Let me start with the running game. Though it looks to the naked eye – at least my naked eye – that the current team is not particularly fleet of foot, it is aggressive and smart on the basepaths. I think the analytics bear this out. So again and again you see runners going from first to third and barely making it or scoring from second just ahead of the tag. There are risks involved in players on a relatively slow-footed team routinely trying to take an extra base. But on a team which lacks power and has a mediocre OBP, these baserunning skills are important.
We have seen them pay off in Martin stealing home just because he sensed that he could. We have seen them pay off in Roberto stretching a double into a triple and then coming home on a relatively short passed ball. And we have seen them pay off in Freeman executing a drag bunt and sliding headfirst into first base. All these plays were made in close games. And none of them would have happened if the players were not taught to be confident in their own judgment and if the players did not know that Tito would have their back if the plays had turned out badly.
I don’t want to finish without discussing the single aspect of Tito’s decision-making that draws the most scrutiny and criticism here – namely, bunting. He routinely defies what I have come to think of as the LGT Iron Law of Bunting, which can be stated as follows. Unless you are bunting for a hit or are a pitcher forced to bat in a NL park, never bunt before the seventh inning; and, once the seventh inning has begun, never bunt unless it is to get a hit or to sacrifice for the purpose of adding a single run.
I must say that I puzzled over why Tito seems to ignore the statistical evidence about bunting when he so easily adapted to the use of his best reliever in high leverage situations, as opposed to at the end of the game, in 2016. He even used the expression "high leverage situations" to justify his use of Andrew Miller back then. And, as noted, he has adopted and put into use current thinking about the importance of the running game.
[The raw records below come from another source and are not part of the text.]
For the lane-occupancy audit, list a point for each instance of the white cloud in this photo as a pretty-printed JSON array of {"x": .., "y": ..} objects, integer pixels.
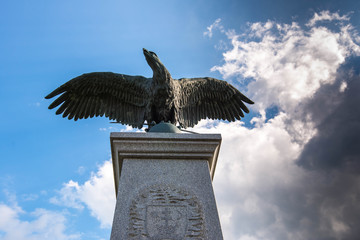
[
  {"x": 326, "y": 16},
  {"x": 288, "y": 64},
  {"x": 45, "y": 224},
  {"x": 97, "y": 194},
  {"x": 212, "y": 27},
  {"x": 262, "y": 193}
]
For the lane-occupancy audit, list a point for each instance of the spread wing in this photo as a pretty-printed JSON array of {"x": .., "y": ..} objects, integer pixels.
[
  {"x": 119, "y": 97},
  {"x": 201, "y": 98}
]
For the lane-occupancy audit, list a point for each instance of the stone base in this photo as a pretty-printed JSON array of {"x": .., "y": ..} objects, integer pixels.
[{"x": 164, "y": 189}]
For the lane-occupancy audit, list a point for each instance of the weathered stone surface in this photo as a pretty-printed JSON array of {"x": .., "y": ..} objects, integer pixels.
[{"x": 165, "y": 190}]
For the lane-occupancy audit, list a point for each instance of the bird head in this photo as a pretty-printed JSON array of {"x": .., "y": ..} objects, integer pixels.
[{"x": 159, "y": 70}]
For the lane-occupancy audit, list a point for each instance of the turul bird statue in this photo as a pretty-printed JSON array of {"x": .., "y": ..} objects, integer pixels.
[{"x": 132, "y": 100}]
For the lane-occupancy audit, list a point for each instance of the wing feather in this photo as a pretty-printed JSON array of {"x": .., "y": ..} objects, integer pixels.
[
  {"x": 200, "y": 98},
  {"x": 117, "y": 96}
]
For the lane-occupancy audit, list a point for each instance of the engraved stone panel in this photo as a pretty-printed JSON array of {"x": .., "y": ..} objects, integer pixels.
[{"x": 165, "y": 212}]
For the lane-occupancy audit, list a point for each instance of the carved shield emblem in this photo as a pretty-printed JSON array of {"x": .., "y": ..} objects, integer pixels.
[
  {"x": 166, "y": 221},
  {"x": 165, "y": 212}
]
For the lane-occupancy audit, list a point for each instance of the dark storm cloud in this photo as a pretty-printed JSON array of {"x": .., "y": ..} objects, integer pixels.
[
  {"x": 337, "y": 116},
  {"x": 333, "y": 157}
]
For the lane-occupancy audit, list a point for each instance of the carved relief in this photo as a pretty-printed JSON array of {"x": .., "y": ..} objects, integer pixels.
[{"x": 164, "y": 212}]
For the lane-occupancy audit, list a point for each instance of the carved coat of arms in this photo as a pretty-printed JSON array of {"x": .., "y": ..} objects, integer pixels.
[{"x": 165, "y": 212}]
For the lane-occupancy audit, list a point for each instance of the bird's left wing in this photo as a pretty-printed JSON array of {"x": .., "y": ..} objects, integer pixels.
[
  {"x": 201, "y": 98},
  {"x": 117, "y": 96}
]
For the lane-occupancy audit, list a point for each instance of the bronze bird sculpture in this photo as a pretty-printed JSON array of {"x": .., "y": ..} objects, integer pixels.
[{"x": 133, "y": 99}]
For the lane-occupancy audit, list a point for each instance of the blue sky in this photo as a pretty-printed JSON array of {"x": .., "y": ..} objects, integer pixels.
[{"x": 304, "y": 76}]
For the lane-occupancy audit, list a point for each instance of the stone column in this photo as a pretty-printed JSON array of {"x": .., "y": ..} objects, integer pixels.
[{"x": 163, "y": 186}]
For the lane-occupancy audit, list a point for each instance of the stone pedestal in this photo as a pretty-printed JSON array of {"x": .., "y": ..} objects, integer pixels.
[{"x": 163, "y": 186}]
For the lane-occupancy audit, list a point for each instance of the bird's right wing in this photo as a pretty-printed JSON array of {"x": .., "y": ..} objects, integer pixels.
[
  {"x": 201, "y": 98},
  {"x": 117, "y": 96}
]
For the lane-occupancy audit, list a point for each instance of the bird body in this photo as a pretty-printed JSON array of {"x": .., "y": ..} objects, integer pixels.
[{"x": 133, "y": 99}]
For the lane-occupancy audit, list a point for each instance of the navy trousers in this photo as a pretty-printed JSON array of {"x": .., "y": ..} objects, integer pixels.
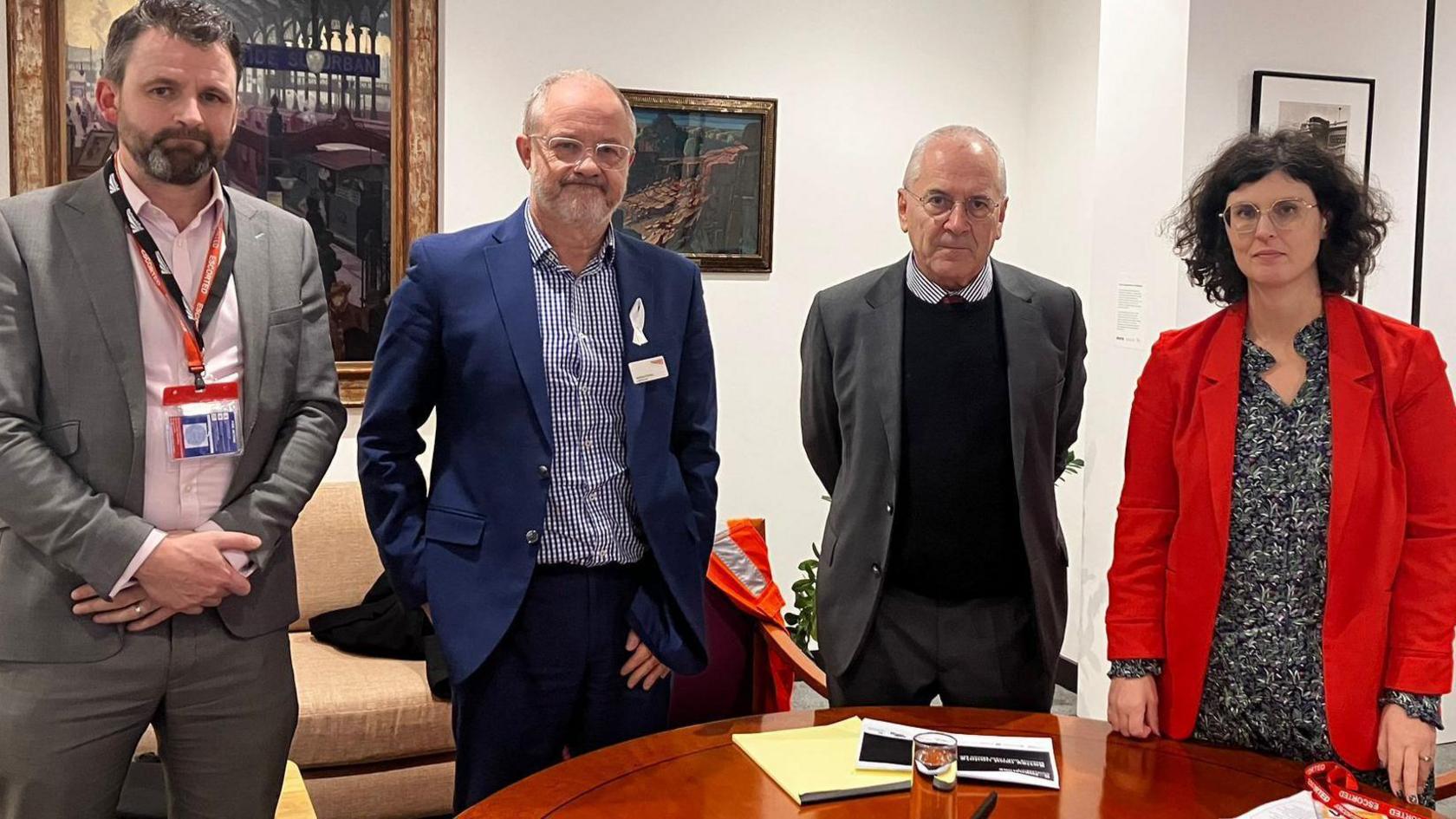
[{"x": 554, "y": 682}]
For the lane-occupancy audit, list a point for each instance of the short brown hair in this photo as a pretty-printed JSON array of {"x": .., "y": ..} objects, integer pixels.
[
  {"x": 1355, "y": 216},
  {"x": 194, "y": 21}
]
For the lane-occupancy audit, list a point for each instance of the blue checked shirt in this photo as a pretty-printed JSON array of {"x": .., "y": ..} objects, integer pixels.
[
  {"x": 590, "y": 512},
  {"x": 933, "y": 293}
]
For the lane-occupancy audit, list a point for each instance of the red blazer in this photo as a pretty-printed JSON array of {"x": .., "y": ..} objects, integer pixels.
[{"x": 1391, "y": 602}]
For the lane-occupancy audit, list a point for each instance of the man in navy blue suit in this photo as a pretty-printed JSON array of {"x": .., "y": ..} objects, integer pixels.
[{"x": 562, "y": 541}]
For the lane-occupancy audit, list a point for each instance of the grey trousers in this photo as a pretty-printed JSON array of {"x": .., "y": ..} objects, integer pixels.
[
  {"x": 976, "y": 653},
  {"x": 224, "y": 710}
]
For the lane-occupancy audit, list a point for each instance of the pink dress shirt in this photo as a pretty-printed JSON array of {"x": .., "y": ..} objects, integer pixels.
[{"x": 181, "y": 494}]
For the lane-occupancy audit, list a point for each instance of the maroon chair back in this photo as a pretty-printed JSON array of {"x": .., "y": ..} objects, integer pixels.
[{"x": 724, "y": 690}]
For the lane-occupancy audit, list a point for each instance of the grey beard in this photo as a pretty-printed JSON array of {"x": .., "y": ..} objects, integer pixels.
[{"x": 569, "y": 209}]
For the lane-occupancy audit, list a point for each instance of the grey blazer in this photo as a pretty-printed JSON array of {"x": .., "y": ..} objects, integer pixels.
[
  {"x": 849, "y": 408},
  {"x": 73, "y": 406}
]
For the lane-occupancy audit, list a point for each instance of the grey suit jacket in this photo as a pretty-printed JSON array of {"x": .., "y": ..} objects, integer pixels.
[
  {"x": 849, "y": 406},
  {"x": 73, "y": 406}
]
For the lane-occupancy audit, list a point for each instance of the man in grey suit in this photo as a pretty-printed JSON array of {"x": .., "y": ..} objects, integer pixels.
[
  {"x": 168, "y": 404},
  {"x": 939, "y": 398}
]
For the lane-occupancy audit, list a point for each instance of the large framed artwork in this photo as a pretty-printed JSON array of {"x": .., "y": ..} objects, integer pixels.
[
  {"x": 336, "y": 124},
  {"x": 702, "y": 179},
  {"x": 1338, "y": 111}
]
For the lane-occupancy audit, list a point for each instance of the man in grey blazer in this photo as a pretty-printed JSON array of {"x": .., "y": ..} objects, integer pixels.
[
  {"x": 146, "y": 562},
  {"x": 939, "y": 398}
]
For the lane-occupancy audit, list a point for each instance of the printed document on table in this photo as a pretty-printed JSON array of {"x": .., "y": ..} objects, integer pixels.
[{"x": 1014, "y": 759}]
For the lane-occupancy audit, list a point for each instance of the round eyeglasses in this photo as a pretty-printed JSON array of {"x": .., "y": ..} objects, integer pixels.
[
  {"x": 938, "y": 205},
  {"x": 609, "y": 156},
  {"x": 1244, "y": 218}
]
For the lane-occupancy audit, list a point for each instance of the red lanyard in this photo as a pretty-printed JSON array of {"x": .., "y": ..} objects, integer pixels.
[
  {"x": 1338, "y": 790},
  {"x": 191, "y": 316}
]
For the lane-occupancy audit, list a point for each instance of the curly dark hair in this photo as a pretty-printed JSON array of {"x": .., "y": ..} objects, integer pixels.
[
  {"x": 194, "y": 21},
  {"x": 1355, "y": 216}
]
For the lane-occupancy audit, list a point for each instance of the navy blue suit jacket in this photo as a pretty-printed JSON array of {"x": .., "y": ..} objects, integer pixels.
[{"x": 464, "y": 340}]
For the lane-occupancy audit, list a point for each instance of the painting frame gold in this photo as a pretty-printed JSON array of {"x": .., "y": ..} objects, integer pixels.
[
  {"x": 764, "y": 108},
  {"x": 38, "y": 137}
]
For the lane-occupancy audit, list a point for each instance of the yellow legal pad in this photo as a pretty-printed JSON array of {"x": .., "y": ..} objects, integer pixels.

So what about bunting? I can only guess that he has come to understand that bunting, a very difficult skill to acquire and use but also an important one in some situations, can only be learned in game situations, so if you limit players to attempting bunts only late in games they will never acquire the skill. Or maybe Tito believes that in order to develop a complete ballplayer you have to trust that player’s judgment, which means that you do not create ironclad rules about bunting. Or, I have to admit, maybe the Iron Law is right in Tito is wrong. What I do not believe, however, is that Tito’s approach to bunting is born of stubbornness or blind adherence to tradition. He has made too many adjustments to the modern game in other areas for this to be a reasonable explanation.
As you can tell, I appreciate the job Tito has done and, particularly this year, is doing. I have spent most of a lifetime devoting a lot of time and money to being an Indians fan. The Indians have been fun to watch since Tito arrived, and I think he deserves a lot of the credit.